YEJIANG / THE NIGHTMAN COMETH, 2011
Video, single channel; 35 mm b/w film transferred to HD; 5.1 soundtrack by Jin Wang; 19 min. 21 sec.
Set in a frozen wintry landscape with snowflakes gently floating to the ground, “Yejiang/The Nightman Cometh” unfolds in the realm of historical fantasy, suffused with haunting music by Jin Wang. An ancient warrior dressed in seventeenth-century military garb and forlorn after battle is shown camped by a fire, the set’s artificiality immediately evident from the unnatural appearance of the snowbanks. The soldier is joined by three other figures: a woman in generic antique attire, described by Yang as a “princess,” and a ghostly man and woman in white costumes associated with 1930s Shanghai. Also appearing are: the soldier’s horse, a group of deer, and a hawk.
For Yang, the figures symbolic significance is: the princess represents purity, the couple the “uncertainty of the future,” the horse loyalty and trustworthiness, the deer purity and family. The hawk is understood as a double of the soldier, as well as a symbol of spirituality. In Chinese, the title may be read as “general at night” and “imminent night,” both senses being literally descriptive, since the film evokes nightfall. Action is minimal. The soldier plants a spear in the snow and starts a fire under a cooking pot. The princess feeds a deer. The hawk beats its wings dramatically. The soldier rides his horse away. With the exception of the horse, the soldier does not interact with or display any awareness of the other figures, whether human or animal. One begins to wonder if they might be less physical presences than manifestations of the soldier’s psyche.
“Yejiang/The Nightman Cometh” may reflect on Yang’s life—particularly, the transition from his conservative military childhood to his cosmopolitan career as an artist. In the film, a wounded and forlorn warrior is seen after a battle, apparently now questioning his path in life.

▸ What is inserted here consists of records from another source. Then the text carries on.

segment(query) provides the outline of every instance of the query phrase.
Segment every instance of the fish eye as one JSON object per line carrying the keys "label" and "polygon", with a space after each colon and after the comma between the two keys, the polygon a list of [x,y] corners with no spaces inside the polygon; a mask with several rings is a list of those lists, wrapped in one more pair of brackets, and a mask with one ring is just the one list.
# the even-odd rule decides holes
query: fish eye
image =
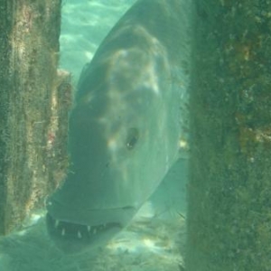
{"label": "fish eye", "polygon": [[137,128],[129,128],[126,137],[126,147],[128,150],[132,150],[136,145],[139,138],[139,131]]}

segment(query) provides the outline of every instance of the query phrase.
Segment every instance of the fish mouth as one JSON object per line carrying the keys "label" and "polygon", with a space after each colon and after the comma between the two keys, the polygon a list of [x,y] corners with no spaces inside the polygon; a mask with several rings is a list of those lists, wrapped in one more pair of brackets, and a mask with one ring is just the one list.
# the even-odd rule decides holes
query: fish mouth
{"label": "fish mouth", "polygon": [[49,212],[46,214],[46,226],[49,236],[61,250],[66,253],[80,252],[95,245],[97,240],[101,244],[105,236],[119,232],[123,226],[119,222],[108,222],[100,225],[82,225],[54,219]]}

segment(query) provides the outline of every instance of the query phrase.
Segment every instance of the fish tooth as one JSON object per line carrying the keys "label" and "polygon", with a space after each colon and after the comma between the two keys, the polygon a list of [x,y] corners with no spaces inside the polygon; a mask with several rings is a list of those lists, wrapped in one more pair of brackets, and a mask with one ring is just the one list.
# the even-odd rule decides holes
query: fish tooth
{"label": "fish tooth", "polygon": [[77,232],[77,237],[78,237],[79,239],[82,238],[82,235],[81,235],[81,233],[80,233],[79,230]]}
{"label": "fish tooth", "polygon": [[54,227],[55,227],[55,228],[58,228],[59,225],[60,225],[60,220],[56,220],[54,221]]}
{"label": "fish tooth", "polygon": [[61,230],[61,236],[64,236],[65,232],[66,232],[65,228],[63,228],[62,230]]}

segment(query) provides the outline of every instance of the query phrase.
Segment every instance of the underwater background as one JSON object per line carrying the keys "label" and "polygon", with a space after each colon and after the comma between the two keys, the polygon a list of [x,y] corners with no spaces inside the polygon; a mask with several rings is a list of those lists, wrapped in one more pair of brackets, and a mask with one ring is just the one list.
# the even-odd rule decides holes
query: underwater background
{"label": "underwater background", "polygon": [[[60,69],[71,72],[74,86],[103,38],[135,2],[63,1]],[[46,234],[41,210],[23,230],[0,238],[0,270],[182,270],[186,181],[187,161],[182,158],[131,225],[95,253],[59,251]]]}

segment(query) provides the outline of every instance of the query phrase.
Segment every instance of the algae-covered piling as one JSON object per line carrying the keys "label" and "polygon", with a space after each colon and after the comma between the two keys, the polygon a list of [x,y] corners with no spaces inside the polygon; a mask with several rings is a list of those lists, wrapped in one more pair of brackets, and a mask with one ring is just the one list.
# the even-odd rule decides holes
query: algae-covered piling
{"label": "algae-covered piling", "polygon": [[0,0],[0,235],[43,205],[65,167],[70,84],[57,73],[61,2]]}
{"label": "algae-covered piling", "polygon": [[196,1],[188,271],[271,268],[270,11]]}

In this dramatic and hyper-realist film, three ghost-like characters appear to personify the chaos of feelings and thoughts that surface and clash within the warrior’s heart and mind as he swings from enthusiasm and happiness to disappointment, grief and despair, thus revealing what takes place in a man who is required to demonstrate strength and courage in times of war and crisis.